Public Health Nursing: Education and Certification
Public health nurses are registered nurses (RNs) who’ve passed the national licensing examination. In addition to practicing as an RN, many of them have also pursed a master’s degree from an accredited School of Public Health, associated with a university, college or online degree program. Additional levels of accreditation are offered through the American Public Health Association, which requires yearly continuing education courses in order to keep certifications up to date.
A Day In the Life of a Public Health Nurse
Public health nurses wear a number of occupational hats. They can perform individual counseling and support, manage vaccination and screening programs, teachm or administer government agency healthcare programs.
Public health nurses who do counseling usually work with patient populations that have been referred to them by acute healthcare providers. A young woman who has just had a baby, for example, may be scheduled for public health nurse home visits when she is discharged from the maternity ward. The public health nurse will work with the new mother on issues like breast-feeding basics and basic infant care.
Public health nurses also find work in government- or nonprofit-sponsored health clinics that provide vaccinations, patient education and low cost medical services. One of their most important duties in this capacity is surveillance, the early identification of disease and risk factors. Public health nurses are also responsible for follow-up in these situations.
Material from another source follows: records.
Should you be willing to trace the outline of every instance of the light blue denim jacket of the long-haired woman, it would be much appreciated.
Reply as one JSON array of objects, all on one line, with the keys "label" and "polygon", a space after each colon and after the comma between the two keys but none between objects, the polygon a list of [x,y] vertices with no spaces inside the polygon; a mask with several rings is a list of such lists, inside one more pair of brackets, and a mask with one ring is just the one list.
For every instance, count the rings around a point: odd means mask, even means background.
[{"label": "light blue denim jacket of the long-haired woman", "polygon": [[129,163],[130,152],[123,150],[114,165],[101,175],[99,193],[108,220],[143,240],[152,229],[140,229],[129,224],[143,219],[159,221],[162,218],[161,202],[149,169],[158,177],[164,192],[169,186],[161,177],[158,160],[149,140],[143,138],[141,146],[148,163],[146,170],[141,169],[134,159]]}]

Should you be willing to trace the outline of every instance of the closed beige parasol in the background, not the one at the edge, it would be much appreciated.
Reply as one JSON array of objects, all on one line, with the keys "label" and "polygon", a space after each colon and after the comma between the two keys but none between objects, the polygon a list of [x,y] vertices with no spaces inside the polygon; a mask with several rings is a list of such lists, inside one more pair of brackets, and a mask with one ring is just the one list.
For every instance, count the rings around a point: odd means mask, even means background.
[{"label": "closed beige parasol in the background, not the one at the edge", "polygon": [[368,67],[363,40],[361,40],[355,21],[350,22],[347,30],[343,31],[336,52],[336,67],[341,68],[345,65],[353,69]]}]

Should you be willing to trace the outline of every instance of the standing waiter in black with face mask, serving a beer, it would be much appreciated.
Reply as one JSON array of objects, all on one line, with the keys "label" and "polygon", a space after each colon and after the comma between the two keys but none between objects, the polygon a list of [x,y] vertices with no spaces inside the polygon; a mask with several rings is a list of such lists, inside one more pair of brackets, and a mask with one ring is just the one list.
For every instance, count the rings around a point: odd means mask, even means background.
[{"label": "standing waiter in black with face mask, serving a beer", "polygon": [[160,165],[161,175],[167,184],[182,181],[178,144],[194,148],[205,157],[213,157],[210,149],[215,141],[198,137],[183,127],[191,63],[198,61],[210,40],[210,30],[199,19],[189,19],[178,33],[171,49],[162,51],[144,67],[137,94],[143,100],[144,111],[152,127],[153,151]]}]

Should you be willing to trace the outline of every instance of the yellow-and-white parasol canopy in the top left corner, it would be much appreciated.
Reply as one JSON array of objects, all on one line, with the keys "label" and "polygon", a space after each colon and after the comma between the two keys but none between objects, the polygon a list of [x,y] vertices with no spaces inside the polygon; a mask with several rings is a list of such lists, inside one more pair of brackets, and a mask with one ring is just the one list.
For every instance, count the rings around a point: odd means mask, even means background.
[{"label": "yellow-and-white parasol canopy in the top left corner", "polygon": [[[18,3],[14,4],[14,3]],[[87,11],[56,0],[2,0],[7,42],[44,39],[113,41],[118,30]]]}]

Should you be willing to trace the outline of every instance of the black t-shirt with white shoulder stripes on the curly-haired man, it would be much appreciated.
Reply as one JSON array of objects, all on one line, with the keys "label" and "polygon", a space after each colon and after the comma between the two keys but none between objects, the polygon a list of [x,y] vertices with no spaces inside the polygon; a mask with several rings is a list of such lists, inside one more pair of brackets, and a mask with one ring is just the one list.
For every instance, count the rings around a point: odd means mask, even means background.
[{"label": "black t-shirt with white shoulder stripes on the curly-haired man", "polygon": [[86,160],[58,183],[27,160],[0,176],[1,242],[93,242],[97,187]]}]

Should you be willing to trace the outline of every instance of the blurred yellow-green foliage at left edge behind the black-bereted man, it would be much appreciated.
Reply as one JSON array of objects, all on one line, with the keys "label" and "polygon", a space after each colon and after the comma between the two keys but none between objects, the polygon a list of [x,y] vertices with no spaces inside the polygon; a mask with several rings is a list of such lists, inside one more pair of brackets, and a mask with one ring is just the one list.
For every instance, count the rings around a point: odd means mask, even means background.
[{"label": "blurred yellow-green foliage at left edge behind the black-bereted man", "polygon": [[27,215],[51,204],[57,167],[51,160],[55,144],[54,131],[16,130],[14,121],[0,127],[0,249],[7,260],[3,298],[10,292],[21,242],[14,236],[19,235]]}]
How Much Does a Public Health Nurse Earn?
Public health nurses typically work for nonprofits and government agencies, which means their salaries are often less that the salaries of nurses who work in the private sector. The average salary for a public health nurse with four years experience is $51,000.
Job Outlook For Public Health Nurses
While the job outlook for nurses overall is very good, the job outlook for public health nurses specifically is not good. Public health nurses work closely with government agencies and nonprofit organizations, both of which are seeing massive budget cuts due to the current economic downturn.